Suddenly, Alex Jones and his conspiracy theory InfoWars brand have been wiped from just about every online platform.
It seemed that Facebook, YouTube and Spotify all hummed and hawed for days and then breathed a sigh of relief once Apple acted to remove the man who promoted the idea that the Sandy Hook school massacre had been a hoax.
But that leaves Twitter as the one big social media megaphone for Mr Jones.
In a series of tweets, the chief executive, Jack Dorsey, explained the lack of action.
First, he said: “We didn’t suspend Alex Jones or InfoWars yesterday.
“We know that’s hard for many but the reason is simple – he hasn’t violated our rules.
“We’ll enforce if he does. And we’ll continue to promote a healthy conversational environment by ensuring tweets aren’t artificially amplified.”
- Twitter will not ban InfoWars’ Alex Jones
- YouTube, Facebook and iTunes drop InfoWars
Now, it appears that Alex Jones is more cautious on Twitter than elsewhere so may well have stayed within the social network’s rules.
But what was really striking was what Jack Dorsey and the Twitter Safety team went on to say about the general principles regarding fake news and conspiracy theories on the platform.
Here’s what Twitter Safety said: “As we have stated publicly, we strongly believe Twitter should not be the arbiter of truth nor do we have scalable solutions to determine and action what’s true or false.”
Now, this idea – that social networks cannot be held responsible when their users spread lies and do not have the resources to do the job of an editor – used to be the line trotted out by Facebook.
Mark Zuckerberg has now changed his tune, employing thousands of staff to adjudicate on complaints and teaming up with fact-checking sites.
But seemingly Jack Dorsey does have an idea for dealing with ugly rumours – leave it to journalists.

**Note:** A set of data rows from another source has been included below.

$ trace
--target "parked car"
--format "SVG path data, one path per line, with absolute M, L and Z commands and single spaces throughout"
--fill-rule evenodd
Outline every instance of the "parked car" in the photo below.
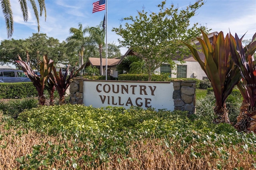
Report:
M 23 71 L 13 68 L 0 68 L 0 83 L 31 82 Z

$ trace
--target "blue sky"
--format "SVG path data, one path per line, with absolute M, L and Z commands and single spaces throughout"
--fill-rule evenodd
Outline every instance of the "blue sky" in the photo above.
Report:
M 45 0 L 47 18 L 40 18 L 40 33 L 47 36 L 64 41 L 70 35 L 71 27 L 78 27 L 79 23 L 83 27 L 98 25 L 103 19 L 105 10 L 92 13 L 92 3 L 97 0 Z M 25 39 L 37 32 L 37 24 L 31 5 L 29 18 L 24 22 L 18 0 L 10 0 L 14 21 L 14 33 L 12 38 Z M 113 27 L 118 27 L 122 18 L 130 16 L 135 16 L 137 11 L 157 12 L 157 5 L 160 0 L 108 0 L 108 41 L 118 45 L 118 38 L 120 38 L 111 31 Z M 195 0 L 166 1 L 168 6 L 172 3 L 175 7 L 184 8 Z M 237 33 L 241 37 L 247 32 L 244 38 L 250 39 L 256 32 L 256 0 L 207 0 L 197 11 L 196 16 L 192 18 L 191 23 L 198 22 L 212 29 L 211 31 L 223 31 L 224 35 L 230 32 L 234 35 Z M 43 15 L 44 14 L 43 14 Z M 7 39 L 5 23 L 2 11 L 0 12 L 0 41 Z M 121 48 L 124 54 L 126 49 Z

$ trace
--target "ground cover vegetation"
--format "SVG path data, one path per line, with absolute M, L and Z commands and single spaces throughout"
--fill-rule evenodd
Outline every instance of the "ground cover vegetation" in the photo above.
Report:
M 256 168 L 255 134 L 212 124 L 213 115 L 66 104 L 14 119 L 0 110 L 0 169 Z

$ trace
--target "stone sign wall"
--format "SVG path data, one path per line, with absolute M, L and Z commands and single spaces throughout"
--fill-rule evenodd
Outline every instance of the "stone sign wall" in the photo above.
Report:
M 70 86 L 70 103 L 72 104 L 84 104 L 84 81 L 82 77 L 71 79 Z M 111 80 L 109 80 L 110 81 Z M 194 80 L 174 80 L 174 91 L 172 99 L 174 109 L 187 111 L 194 113 L 196 108 L 196 81 Z

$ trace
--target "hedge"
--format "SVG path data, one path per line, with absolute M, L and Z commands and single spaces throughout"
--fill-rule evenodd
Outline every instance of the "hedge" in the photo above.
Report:
M 0 83 L 0 98 L 14 99 L 38 96 L 32 82 Z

“Accounts like Jones’s can often sensationalise issues and spread unsubstantiated rumours, so it’s critical journalists document, validate, and refute such information directly so people can form their own opinions,” he wrote.
“This is what serves the public conversation best.”

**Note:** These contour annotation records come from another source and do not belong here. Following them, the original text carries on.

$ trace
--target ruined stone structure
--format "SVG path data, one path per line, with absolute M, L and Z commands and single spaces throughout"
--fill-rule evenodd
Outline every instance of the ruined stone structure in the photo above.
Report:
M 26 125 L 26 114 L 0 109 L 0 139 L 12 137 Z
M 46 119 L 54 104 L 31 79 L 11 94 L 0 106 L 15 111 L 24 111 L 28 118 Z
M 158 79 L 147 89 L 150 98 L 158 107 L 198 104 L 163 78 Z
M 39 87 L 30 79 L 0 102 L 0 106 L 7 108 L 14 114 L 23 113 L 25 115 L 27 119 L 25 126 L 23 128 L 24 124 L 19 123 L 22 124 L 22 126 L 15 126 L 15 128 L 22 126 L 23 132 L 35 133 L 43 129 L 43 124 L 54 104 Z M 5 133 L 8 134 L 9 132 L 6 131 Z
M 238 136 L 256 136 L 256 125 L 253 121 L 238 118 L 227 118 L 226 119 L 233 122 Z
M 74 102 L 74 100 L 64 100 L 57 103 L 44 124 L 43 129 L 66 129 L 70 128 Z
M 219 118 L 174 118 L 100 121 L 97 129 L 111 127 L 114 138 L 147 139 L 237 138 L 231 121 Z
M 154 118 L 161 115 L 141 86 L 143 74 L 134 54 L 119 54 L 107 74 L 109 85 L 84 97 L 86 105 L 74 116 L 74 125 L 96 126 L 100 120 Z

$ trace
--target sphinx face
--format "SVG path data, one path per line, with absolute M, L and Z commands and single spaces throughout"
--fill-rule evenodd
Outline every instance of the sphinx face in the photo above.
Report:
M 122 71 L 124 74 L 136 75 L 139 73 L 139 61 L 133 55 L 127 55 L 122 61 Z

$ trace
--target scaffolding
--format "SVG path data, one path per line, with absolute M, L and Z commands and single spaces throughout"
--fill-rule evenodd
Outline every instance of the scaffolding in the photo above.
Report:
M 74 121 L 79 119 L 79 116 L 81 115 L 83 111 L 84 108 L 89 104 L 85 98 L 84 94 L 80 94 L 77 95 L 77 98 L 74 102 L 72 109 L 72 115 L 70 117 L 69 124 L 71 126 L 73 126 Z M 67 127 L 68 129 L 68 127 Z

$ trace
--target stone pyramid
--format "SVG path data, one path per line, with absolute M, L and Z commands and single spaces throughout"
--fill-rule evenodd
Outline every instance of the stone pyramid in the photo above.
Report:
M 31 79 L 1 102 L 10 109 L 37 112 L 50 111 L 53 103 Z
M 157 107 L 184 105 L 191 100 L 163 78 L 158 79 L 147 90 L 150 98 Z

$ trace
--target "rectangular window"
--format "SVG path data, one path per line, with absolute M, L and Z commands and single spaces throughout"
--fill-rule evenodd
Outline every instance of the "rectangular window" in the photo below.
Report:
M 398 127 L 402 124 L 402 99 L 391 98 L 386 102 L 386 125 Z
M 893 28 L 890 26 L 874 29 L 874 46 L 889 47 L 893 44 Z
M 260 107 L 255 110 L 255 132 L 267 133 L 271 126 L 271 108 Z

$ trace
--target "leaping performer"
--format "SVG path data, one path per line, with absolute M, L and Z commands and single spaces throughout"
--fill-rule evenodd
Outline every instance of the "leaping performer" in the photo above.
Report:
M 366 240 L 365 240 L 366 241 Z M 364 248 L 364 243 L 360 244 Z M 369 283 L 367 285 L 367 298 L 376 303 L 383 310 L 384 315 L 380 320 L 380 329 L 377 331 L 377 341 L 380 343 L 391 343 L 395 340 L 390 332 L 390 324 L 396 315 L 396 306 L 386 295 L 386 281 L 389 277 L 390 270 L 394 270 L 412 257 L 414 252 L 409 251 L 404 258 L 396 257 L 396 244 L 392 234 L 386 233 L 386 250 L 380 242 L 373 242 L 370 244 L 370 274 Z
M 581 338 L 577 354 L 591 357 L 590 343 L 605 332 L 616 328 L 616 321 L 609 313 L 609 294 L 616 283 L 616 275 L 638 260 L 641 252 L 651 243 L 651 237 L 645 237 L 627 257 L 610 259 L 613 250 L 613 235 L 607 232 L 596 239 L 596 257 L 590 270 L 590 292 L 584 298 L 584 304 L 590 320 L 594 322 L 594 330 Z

Journalists were quick to point out that this was what they had been doing for years. This sardonic tweet from Tom Phillips, the editor of Full Fact, was typical of the reaction.

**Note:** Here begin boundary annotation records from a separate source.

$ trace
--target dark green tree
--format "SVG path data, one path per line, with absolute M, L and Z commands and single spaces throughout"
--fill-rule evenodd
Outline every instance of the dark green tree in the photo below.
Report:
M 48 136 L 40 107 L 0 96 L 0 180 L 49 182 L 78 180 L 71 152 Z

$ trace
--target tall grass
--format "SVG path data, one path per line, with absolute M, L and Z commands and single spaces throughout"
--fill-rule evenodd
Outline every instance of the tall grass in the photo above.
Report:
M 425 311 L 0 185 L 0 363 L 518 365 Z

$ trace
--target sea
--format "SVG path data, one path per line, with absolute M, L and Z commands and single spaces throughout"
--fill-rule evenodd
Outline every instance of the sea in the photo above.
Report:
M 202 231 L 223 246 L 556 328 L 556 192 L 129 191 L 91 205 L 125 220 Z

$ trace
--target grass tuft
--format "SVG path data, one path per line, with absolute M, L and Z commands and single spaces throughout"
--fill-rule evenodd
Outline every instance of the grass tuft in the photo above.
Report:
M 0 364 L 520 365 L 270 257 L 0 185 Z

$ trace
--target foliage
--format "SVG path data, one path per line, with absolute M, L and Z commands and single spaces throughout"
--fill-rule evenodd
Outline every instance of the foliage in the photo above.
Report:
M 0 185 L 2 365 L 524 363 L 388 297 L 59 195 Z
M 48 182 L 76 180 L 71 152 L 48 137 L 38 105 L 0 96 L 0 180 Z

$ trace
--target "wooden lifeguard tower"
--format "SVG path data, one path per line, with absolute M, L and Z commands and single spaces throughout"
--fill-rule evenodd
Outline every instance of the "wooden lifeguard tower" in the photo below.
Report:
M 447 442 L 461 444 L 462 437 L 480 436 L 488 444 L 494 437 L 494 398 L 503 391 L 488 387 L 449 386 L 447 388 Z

“He makes a really good point. If only the media had covered the Sandy Hook shooting, then there would be no unsubstantiated rumours that it was all the work of actors,” it said.
Twitter has at least clarified its position – in the delicate balance between allowing free speech and spreading lies, it seems to have decided, for now, that freedom comes first.
That may actually win it some support from liberals who detest Alex Jones but worry about the power of Google and Facebook to decide what is allowed on the internet.
But the risk is that Twitter becomes the haven for conspiracy theorists, a place where vile rumours and hateful content can rage unchecked, however hard people who value the truth try to counter them.
If that does happen, millions may desert it for a more agreeable environment.